I remembered the palace being beautiful, so we walked over to Zwinger for a peek at the gardens and inner courtyard. I’m pretty sure that they were still reconstructing this, too, so it was nice to see it nearly completed. It’s fantastically beautiful, with an almost over the top amount of decoration and detail.

The sculptures seemed to vary between different ranges of man/beast combination, making for some terrifying faces.

It was mid-September, and Oktoberfests were taking place all over the region. There was a small market set up in the centre of town. We skipped the beer, but tried some of the more interesting looking food – like this stewed kale with sausages. I liked it (but I do like kale/spinach), but spent the next week picking kale out of my teeth.

The walking tour started by the Our Mother church, which is one of the main sights of town. As many would know, Dresden was almost completely destroyed by intense firebombing during the closing stages of WW2, this church included. After WW2, it was part of East Germany, and continued to sit mostly ignored. Following reunification, renovations took place. When I visited in 2003, they were still busy at work. The amazing thing with this church is that they managed to reuse many of the existing blocks, which stand out with their darkened appearance. Our guide said that an amazing 43% was salvaged and reconstructed – the rest was new.

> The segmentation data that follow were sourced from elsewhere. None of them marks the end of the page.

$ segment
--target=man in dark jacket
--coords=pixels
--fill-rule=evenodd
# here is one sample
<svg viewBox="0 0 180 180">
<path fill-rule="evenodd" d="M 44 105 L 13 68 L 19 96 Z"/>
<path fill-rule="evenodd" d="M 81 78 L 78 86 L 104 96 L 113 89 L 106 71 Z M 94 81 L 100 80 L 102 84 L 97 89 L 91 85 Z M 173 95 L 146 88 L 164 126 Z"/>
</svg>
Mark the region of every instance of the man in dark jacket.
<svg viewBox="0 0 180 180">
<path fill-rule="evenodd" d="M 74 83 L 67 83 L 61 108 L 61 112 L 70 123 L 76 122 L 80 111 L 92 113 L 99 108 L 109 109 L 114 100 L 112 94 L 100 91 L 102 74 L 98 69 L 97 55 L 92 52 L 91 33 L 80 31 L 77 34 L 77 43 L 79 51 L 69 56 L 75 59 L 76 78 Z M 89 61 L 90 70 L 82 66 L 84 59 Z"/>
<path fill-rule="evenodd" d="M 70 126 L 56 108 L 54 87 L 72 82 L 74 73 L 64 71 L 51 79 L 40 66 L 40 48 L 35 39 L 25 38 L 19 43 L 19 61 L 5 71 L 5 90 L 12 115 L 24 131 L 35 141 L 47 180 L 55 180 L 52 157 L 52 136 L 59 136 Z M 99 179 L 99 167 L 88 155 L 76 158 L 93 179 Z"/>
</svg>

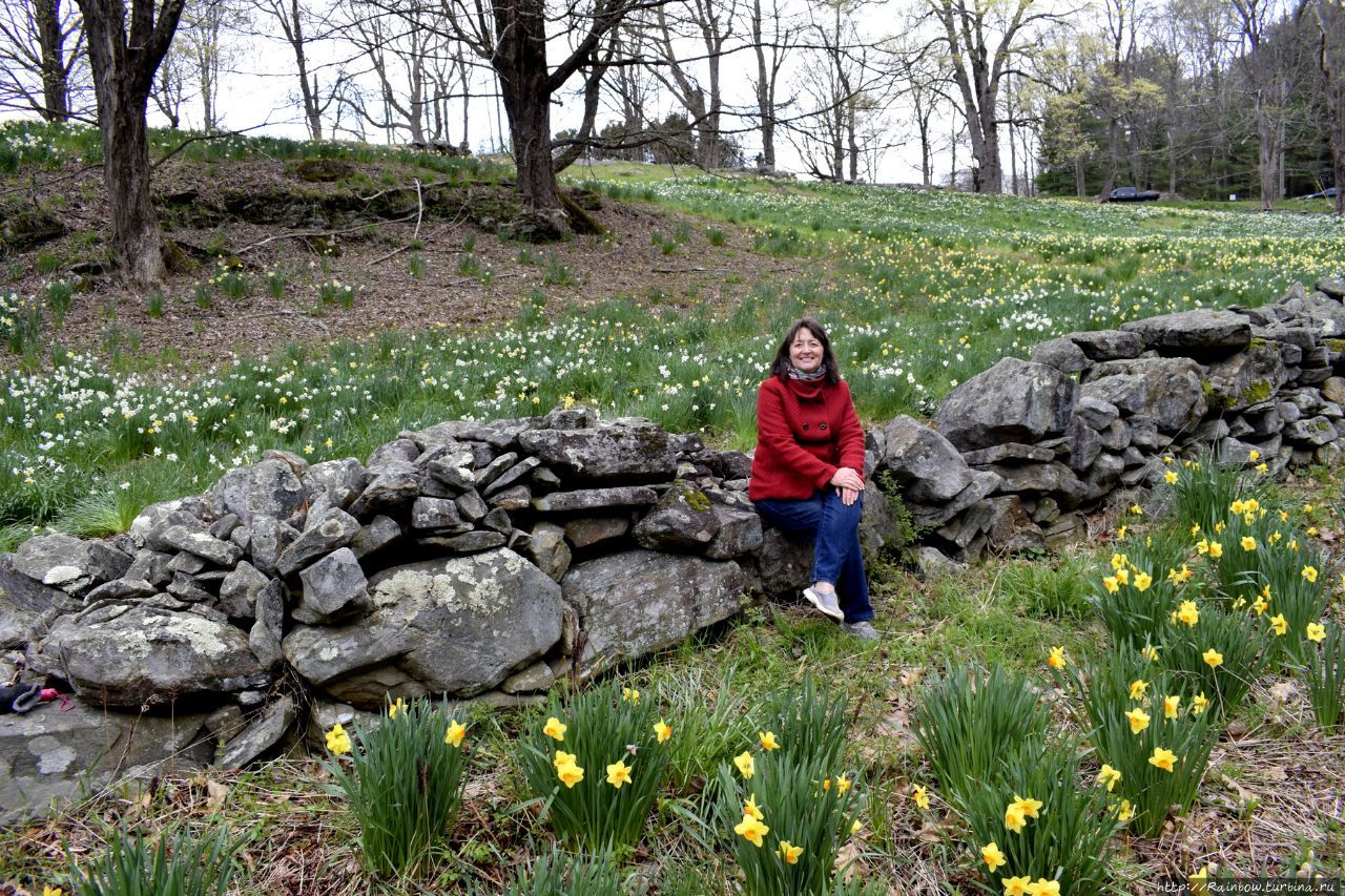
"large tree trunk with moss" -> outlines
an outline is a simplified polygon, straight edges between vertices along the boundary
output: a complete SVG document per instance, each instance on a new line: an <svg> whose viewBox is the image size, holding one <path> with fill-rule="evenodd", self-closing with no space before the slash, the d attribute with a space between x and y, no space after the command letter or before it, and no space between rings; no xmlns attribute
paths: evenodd
<svg viewBox="0 0 1345 896"><path fill-rule="evenodd" d="M149 200L145 104L172 42L183 0L79 0L102 129L102 171L112 214L112 245L121 276L133 287L163 278L163 238ZM128 31L128 27L129 31Z"/></svg>
<svg viewBox="0 0 1345 896"><path fill-rule="evenodd" d="M514 140L523 218L515 230L531 239L554 239L569 226L551 165L551 75L546 65L543 0L495 4L492 63L500 78L504 113Z"/></svg>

So, knowing that old Dresden was almost completely wiped out, what we see is a modern reconstruction. Thankfully it remained quite faithful to the original, as it’s a beautiful old town – even if it isn’t quite so ‘old’.

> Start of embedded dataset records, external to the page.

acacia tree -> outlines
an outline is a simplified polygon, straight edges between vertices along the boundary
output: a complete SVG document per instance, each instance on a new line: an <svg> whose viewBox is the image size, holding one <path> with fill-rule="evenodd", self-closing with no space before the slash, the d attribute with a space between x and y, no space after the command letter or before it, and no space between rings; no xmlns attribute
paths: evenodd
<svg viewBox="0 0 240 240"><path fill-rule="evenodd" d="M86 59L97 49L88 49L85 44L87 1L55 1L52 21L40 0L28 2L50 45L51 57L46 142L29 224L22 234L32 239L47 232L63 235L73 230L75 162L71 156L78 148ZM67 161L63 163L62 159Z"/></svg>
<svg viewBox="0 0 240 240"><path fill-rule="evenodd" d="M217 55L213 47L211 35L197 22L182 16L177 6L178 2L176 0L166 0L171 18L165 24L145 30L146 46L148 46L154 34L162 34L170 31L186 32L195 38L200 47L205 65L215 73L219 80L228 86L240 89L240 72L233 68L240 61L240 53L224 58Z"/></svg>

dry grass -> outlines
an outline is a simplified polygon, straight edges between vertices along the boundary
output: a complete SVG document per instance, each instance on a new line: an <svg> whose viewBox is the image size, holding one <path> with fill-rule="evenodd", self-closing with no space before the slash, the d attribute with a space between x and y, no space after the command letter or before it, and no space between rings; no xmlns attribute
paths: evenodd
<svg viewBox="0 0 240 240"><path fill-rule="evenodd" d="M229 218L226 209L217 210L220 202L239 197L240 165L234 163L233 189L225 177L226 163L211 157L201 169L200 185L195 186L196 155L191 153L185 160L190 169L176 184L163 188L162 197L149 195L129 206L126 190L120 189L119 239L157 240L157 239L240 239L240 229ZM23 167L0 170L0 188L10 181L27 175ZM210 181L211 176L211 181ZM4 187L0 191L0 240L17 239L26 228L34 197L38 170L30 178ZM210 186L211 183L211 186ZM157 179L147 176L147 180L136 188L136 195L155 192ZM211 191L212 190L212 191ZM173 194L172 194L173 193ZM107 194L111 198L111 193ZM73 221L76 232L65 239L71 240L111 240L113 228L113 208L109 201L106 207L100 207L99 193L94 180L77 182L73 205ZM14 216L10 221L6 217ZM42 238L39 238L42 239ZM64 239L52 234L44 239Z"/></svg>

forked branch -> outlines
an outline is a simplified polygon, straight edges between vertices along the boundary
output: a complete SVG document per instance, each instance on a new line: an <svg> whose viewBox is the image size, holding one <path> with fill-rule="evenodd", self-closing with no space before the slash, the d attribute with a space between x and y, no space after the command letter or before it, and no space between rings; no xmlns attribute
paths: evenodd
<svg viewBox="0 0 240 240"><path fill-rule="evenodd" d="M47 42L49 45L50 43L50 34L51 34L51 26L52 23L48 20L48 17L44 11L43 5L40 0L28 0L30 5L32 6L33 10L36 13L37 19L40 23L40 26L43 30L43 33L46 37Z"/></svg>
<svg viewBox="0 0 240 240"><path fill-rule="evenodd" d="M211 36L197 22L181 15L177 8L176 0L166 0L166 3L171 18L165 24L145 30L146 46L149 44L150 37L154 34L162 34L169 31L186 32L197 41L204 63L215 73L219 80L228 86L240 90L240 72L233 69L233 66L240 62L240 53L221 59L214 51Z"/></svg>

One thing that did manage to survive almost completely unscathed was the enormous porcelain mural chronicling the past kings and rulers of the town. It was beautiful to see the change in appearance over the many generations depicted.

After the walking tour, we made a quick pass through the ‘new’ town on the north of the river. I remember it being lively my last visit, so thought it would be fun to see again. We should have walked, or taken public transport, because it became a nightmare in our van! Narrow roads that suddenly ended due to road works, and not a parking option anywhere to be seen. It did however look really cool from what we saw during our drive-by, with large colourful murals covering buildings, and no shortage of cafes/restaurants.

I remember being enthralled by the VW Factory last time, too, so tried to see it again this time. But, the timing was wrong. It was 6PM on a Saturday, so not only was there no production taking place, but the entire building was closed – and the lights were turned off. It was awesome last time seeing the cars passing along a construction line in the glass-walled building.

We became too tired to do much else today. I didn’t have the energy to drive closer to Czech Republic, so instead we returned to the large car park by the river and had an early night in Dresden.